同社には世に出ていないホップが20品種以上あるといい、「これらを使って面白い商品を伝えたい」( 髙島社長)として、「Innovative Brewer」にホップの魅力を追求する「That’s HOP!」と、革新性を追求する「That’s WOW!」の2種を展開する。

「SORACHI1984」は「That’s HOP!」から投入。使われたホップ「ソラチエース」は1984年に北海道の同社バイオ研究開発部で開発された品種。当時は香りが特徴的過ぎて日本国内では使えなかったが、米国ではクラフトビールになくてはならないとされ“伝説のホップ”という人も。

マス広告は投入せず、セミナーなどを通して地道にマーケティング活動を展開している。また1万人以上の応募から選ばれた1千984人のアンバサダーが一般に情報発信する。

「That’s WOW!」については「従来の評価尺度は全く必要ない、そんな世界観を創りたい。コンパスも効かない航海」(同)と表現する。

「ホップ畑を歩いているような体験」(同)と話す第1弾「スカイピルス」は6月11日に、第2弾「ビアチェッロ」は9月に、香辛料や塩味なども使った第3弾「グルメビア」は12月にそれぞれ発売を予定する。

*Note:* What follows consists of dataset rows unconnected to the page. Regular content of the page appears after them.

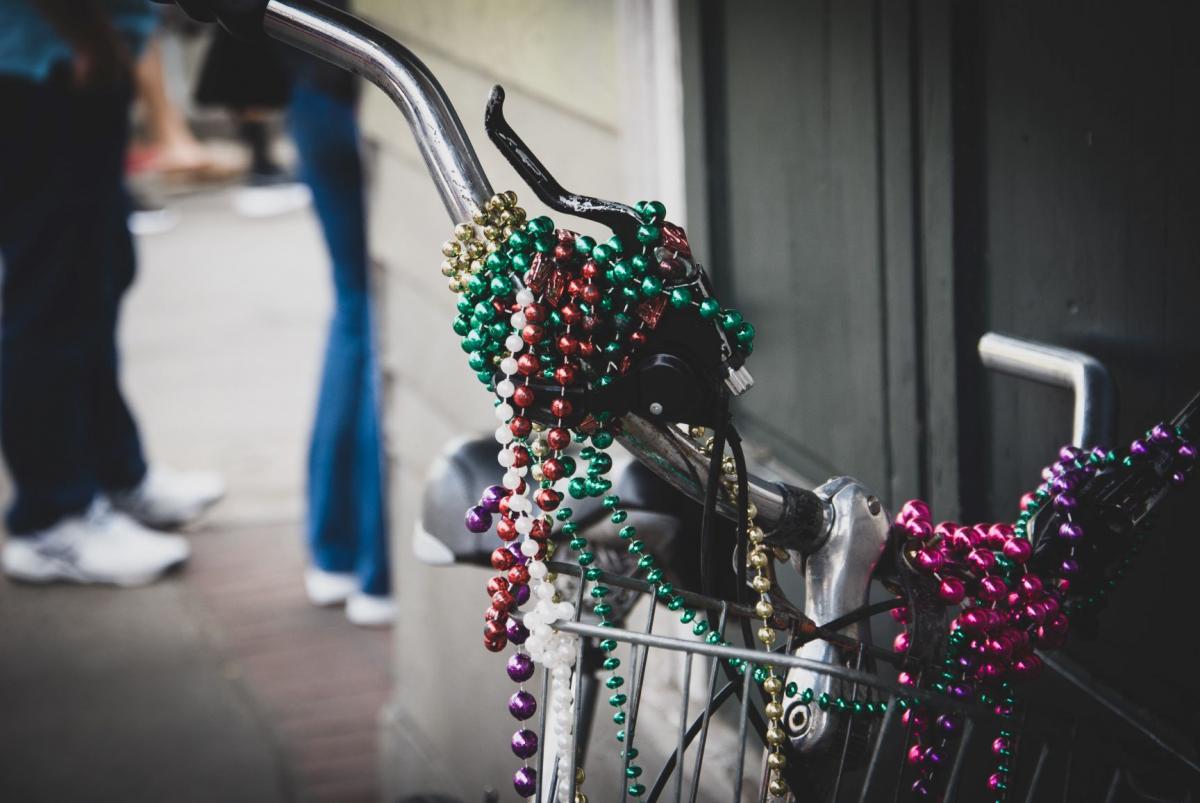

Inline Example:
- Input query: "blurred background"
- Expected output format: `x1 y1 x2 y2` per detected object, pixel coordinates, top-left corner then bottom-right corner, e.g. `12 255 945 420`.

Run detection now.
0 0 1200 801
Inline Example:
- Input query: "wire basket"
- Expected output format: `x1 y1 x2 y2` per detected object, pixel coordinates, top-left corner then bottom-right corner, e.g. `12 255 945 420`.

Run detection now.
535 563 1200 803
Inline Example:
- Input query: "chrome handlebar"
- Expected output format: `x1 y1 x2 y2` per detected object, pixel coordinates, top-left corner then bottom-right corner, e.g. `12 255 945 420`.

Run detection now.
263 0 826 537
263 0 492 223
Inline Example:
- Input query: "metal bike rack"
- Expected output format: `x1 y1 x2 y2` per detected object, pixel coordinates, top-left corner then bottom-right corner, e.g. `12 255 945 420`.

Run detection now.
979 331 1116 448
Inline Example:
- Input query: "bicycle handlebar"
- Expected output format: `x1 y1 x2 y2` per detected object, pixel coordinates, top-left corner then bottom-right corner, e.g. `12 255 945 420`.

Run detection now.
263 0 492 223
256 0 829 544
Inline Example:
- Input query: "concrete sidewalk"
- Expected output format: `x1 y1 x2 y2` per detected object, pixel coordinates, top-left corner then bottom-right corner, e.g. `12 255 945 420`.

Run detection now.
0 194 390 803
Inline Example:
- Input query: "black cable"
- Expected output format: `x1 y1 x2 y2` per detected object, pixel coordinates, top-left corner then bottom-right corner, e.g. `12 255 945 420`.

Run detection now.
700 384 730 595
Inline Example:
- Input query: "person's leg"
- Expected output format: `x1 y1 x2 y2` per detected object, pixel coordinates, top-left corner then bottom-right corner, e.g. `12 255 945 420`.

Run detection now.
289 80 390 595
0 78 140 534
90 182 146 491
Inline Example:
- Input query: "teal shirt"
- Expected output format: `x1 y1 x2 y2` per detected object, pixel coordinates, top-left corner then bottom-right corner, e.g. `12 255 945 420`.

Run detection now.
0 0 155 80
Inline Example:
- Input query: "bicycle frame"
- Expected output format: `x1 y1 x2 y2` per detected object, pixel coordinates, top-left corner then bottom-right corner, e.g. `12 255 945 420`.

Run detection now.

19年「Innovative Brewer」販売計画は20万箱(大瓶換算、うち「That’s HOP!」15万箱、「That’s WOW!」5万箱)。23年には計100万箱(80万箱、20万箱)を目指すが、 髙島社長は「羅針盤のない航海なのであてずっぽうの数字だ。本心を言えば、もっと大きくしたい」と意気込む。

8日に開かれたブランド方針説明会には「Innovative Brewer」と同様に、「世界を変える」をコンセプトにパワードスーツでエンターテインメントを切り開くというスケルトニクス社の廣井健人社長が招かれ、新商品で乾杯した。